How cognitive illusions prevent you from building the life you want (intro)
There’s a weird phenomena where so many smart, accomplished, hardworking people…
Who have great intentions and amazing capabilities and all kinds of resources and qualifications…
…Accidentally end up creating the life they didn’t want.
This happens so often that Clay Christensen wrote about it in the prologue to his book How Will You Measure Your Life?
In describing his twenty-five and thirty-year school reunions, he writes:
“Personal dissatisfaction, family failures, professional struggles, even criminal behavior—these problems weren’t limited to my classmates at Harvard Business School. I saw the same thing happen to my classmates in the years after we completed our studies as Rhodes Scholars at Oxford University.

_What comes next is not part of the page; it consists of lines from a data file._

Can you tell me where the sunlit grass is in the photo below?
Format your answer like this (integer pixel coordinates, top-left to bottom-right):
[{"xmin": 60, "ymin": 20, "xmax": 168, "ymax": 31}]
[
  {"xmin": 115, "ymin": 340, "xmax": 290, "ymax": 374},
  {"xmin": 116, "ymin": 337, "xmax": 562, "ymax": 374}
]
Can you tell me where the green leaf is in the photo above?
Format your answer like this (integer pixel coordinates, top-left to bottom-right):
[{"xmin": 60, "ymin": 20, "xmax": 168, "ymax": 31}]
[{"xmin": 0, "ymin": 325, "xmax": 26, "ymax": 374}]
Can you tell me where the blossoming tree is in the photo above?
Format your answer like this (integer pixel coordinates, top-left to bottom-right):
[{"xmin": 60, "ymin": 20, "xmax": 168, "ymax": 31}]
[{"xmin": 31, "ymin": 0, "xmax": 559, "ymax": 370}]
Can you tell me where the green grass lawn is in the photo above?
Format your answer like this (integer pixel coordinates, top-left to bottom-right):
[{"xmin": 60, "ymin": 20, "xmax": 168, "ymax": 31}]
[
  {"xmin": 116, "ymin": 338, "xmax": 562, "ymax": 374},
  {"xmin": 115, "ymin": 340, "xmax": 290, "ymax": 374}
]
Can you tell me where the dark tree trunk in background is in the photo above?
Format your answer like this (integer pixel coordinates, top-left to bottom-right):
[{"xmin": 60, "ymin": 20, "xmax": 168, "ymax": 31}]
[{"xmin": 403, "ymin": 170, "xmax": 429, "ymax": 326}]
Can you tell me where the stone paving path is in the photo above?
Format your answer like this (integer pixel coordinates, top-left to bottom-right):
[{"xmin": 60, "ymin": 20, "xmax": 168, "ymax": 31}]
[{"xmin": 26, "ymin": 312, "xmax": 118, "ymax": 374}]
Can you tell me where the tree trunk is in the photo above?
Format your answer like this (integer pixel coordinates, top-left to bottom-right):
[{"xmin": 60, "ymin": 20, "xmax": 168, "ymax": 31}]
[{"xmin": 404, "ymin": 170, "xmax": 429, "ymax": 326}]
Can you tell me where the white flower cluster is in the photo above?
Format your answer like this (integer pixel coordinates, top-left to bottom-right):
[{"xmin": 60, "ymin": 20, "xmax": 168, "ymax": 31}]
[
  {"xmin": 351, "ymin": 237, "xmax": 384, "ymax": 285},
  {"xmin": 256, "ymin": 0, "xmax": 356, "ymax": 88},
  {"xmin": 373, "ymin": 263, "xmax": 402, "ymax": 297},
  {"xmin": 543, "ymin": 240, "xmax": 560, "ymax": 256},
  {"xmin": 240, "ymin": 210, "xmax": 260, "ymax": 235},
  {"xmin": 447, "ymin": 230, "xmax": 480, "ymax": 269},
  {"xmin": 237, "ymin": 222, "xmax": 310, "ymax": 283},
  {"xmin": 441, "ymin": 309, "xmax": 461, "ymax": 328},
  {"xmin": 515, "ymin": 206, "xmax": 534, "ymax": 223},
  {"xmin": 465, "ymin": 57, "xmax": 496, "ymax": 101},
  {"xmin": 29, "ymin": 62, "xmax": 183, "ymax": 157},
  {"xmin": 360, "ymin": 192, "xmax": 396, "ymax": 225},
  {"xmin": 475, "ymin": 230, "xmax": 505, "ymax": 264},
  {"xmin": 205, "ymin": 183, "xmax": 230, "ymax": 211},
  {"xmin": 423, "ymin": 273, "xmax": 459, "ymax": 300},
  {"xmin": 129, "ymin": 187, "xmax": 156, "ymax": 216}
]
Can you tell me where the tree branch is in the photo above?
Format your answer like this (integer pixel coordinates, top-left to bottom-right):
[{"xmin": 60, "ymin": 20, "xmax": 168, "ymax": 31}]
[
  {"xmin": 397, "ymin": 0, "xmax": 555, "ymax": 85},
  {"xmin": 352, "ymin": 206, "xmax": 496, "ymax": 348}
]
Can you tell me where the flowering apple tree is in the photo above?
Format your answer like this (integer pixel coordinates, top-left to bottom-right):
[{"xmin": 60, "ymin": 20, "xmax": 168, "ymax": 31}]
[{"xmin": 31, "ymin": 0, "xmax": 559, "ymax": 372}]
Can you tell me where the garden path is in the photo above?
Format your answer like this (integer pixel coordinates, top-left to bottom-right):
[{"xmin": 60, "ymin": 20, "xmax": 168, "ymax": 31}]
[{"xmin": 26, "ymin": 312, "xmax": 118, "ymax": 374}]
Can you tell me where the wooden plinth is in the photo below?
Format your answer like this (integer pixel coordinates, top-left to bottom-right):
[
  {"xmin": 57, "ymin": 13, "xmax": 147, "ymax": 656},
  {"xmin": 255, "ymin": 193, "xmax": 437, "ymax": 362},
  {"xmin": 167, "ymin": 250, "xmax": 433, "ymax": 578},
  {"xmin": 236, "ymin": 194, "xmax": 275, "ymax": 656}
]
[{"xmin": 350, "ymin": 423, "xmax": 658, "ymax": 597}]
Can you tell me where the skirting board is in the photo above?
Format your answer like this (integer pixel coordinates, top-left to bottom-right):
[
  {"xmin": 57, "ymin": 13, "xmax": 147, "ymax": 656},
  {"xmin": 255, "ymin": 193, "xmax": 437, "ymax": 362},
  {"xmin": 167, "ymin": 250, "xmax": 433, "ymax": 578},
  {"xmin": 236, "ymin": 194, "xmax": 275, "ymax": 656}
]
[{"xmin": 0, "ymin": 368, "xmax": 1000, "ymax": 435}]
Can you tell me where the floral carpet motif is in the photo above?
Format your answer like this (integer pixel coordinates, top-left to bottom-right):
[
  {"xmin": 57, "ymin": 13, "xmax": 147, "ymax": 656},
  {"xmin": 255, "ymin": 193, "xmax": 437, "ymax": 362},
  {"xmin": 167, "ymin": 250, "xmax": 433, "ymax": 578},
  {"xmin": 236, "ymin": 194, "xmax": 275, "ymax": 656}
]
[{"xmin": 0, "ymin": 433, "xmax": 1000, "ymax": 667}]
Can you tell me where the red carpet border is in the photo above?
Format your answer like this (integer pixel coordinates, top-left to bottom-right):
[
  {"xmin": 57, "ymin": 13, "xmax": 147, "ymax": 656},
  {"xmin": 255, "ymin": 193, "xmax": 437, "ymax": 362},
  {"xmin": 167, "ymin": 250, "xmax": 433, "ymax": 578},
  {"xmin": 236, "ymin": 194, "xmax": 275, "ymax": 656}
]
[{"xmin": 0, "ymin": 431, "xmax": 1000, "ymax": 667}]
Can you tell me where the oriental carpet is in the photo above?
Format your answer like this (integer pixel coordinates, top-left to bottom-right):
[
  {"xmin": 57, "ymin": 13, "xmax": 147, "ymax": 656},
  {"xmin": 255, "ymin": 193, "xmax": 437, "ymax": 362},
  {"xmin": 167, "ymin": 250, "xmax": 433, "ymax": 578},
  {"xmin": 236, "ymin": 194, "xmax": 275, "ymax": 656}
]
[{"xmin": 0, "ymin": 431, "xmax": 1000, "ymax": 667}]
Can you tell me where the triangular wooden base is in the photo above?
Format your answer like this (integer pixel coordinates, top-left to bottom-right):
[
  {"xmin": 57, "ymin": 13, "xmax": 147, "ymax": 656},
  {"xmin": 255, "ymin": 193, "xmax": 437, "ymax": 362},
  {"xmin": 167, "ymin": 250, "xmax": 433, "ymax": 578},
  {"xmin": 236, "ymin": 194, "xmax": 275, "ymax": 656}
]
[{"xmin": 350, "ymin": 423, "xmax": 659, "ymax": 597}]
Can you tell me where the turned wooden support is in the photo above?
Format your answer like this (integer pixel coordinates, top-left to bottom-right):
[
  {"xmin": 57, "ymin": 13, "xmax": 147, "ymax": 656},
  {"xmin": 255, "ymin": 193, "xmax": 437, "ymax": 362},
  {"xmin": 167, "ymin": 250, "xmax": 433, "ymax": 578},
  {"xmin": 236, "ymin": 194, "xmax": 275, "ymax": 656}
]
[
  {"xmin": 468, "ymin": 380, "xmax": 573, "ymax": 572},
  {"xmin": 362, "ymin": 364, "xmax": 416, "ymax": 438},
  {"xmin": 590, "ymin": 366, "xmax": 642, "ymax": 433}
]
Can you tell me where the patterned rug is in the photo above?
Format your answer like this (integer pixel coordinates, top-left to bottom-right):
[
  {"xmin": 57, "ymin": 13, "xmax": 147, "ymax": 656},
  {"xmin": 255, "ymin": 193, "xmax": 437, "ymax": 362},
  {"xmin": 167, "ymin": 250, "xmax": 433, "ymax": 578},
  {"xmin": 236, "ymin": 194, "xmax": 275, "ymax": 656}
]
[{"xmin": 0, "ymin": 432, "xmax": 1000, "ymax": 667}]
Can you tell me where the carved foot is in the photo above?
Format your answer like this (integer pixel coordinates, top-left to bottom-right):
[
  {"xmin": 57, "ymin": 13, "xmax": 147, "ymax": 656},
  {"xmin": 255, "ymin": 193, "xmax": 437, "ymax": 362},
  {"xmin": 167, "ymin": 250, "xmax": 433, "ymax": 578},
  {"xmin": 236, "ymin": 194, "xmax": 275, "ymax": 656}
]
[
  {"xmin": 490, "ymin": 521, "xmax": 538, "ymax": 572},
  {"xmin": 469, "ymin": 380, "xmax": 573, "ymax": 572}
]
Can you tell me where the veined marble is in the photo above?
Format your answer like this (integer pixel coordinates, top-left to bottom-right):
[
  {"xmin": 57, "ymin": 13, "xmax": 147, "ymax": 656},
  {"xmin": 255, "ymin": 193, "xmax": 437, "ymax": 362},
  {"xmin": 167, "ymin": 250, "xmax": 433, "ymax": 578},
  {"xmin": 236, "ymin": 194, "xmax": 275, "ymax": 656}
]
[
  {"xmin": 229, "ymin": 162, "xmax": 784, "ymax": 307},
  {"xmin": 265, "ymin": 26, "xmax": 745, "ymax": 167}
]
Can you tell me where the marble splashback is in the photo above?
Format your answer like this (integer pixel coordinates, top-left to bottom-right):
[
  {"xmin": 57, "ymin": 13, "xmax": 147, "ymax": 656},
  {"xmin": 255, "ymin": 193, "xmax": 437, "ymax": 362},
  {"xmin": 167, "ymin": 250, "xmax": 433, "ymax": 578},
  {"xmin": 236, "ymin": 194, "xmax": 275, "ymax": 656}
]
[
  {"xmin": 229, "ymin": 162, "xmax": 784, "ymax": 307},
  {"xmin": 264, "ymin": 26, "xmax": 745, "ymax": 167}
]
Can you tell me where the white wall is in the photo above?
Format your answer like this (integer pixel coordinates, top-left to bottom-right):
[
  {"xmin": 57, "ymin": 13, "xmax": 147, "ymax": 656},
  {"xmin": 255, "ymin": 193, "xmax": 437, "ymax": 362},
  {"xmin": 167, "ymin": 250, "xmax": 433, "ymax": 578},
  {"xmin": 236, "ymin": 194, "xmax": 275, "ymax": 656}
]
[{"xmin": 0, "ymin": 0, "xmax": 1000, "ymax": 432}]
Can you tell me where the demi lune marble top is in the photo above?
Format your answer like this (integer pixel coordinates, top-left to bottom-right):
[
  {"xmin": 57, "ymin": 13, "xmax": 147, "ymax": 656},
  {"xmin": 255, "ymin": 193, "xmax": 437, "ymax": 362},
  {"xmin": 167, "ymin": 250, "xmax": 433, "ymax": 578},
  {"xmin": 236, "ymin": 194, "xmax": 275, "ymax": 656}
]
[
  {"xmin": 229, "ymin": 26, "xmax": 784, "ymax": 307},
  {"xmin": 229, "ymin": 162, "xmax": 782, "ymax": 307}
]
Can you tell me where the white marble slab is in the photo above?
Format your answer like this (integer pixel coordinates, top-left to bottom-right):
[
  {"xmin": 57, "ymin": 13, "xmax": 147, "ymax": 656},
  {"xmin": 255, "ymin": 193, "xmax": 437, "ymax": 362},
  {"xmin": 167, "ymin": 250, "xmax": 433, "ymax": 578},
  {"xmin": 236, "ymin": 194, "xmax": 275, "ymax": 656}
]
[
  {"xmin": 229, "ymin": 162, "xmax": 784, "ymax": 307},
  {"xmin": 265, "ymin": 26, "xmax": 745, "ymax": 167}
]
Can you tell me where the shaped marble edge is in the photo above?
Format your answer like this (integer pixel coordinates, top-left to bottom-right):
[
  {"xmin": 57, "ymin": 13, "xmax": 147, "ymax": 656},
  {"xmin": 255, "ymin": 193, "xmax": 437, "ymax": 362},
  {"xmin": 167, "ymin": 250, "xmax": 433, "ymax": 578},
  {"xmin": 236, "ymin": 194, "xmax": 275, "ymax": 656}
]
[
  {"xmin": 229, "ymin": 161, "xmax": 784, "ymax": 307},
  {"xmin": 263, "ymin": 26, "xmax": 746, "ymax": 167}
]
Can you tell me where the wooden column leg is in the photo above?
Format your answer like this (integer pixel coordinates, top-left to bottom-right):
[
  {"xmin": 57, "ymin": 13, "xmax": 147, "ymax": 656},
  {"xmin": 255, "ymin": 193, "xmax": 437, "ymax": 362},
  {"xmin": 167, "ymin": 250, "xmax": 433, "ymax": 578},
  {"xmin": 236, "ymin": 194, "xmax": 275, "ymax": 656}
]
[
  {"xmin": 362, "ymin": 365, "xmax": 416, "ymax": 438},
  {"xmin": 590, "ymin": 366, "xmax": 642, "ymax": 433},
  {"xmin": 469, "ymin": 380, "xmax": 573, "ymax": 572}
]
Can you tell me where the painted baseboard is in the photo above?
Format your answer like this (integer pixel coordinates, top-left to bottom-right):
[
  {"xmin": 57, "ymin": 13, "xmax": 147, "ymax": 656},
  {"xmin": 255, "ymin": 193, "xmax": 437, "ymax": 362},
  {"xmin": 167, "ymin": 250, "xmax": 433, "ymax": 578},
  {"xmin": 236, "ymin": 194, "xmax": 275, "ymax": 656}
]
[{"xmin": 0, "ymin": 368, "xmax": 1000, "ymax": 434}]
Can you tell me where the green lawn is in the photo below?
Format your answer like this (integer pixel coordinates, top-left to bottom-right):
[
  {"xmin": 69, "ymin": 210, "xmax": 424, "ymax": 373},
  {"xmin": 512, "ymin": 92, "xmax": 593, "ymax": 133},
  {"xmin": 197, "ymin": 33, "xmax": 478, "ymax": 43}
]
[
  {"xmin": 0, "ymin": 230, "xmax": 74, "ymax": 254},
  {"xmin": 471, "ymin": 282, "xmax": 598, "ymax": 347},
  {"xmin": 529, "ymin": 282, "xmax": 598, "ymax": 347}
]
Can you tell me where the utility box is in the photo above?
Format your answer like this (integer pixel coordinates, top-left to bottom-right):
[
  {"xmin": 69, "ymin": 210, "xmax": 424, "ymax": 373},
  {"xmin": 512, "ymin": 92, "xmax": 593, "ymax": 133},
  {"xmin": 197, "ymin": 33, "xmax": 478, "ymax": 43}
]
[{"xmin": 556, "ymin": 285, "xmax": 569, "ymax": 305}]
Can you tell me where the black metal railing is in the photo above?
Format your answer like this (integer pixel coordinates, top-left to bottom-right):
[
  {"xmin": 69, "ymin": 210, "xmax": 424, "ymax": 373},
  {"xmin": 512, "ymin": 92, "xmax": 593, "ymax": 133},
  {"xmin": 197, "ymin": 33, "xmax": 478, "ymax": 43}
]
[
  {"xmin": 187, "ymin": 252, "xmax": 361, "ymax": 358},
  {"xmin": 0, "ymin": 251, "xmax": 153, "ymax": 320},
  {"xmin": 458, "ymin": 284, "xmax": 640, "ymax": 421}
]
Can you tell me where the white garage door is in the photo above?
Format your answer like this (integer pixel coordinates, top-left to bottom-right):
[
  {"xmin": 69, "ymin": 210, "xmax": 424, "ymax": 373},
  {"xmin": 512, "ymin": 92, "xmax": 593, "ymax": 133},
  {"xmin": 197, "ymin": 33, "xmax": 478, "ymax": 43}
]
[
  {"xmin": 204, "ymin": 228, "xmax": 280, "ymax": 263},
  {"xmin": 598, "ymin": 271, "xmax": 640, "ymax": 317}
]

I know for sure that none of these people graduated with a deliberate strategy to get divorced or lose touch with their children—much less to end up in jail.
Yet this is the exact strategy that too many ended up implementing.”
If this only happened to one or two people every year, you could say that it was their fault, or just bad luck.
But when this happens systematically to large swaths of the population year after year, you know something else is going on.
Let me tell you what I think is happening.
There are some areas where your brain has no cognitive illusions.
In those areas, you can learn a skill once and then trust your automatic brain to execute it correctly on its own.
How to type on a keyboard. How to back a car out of a driveway.
How to find the area of a circle. How to balance a T-account.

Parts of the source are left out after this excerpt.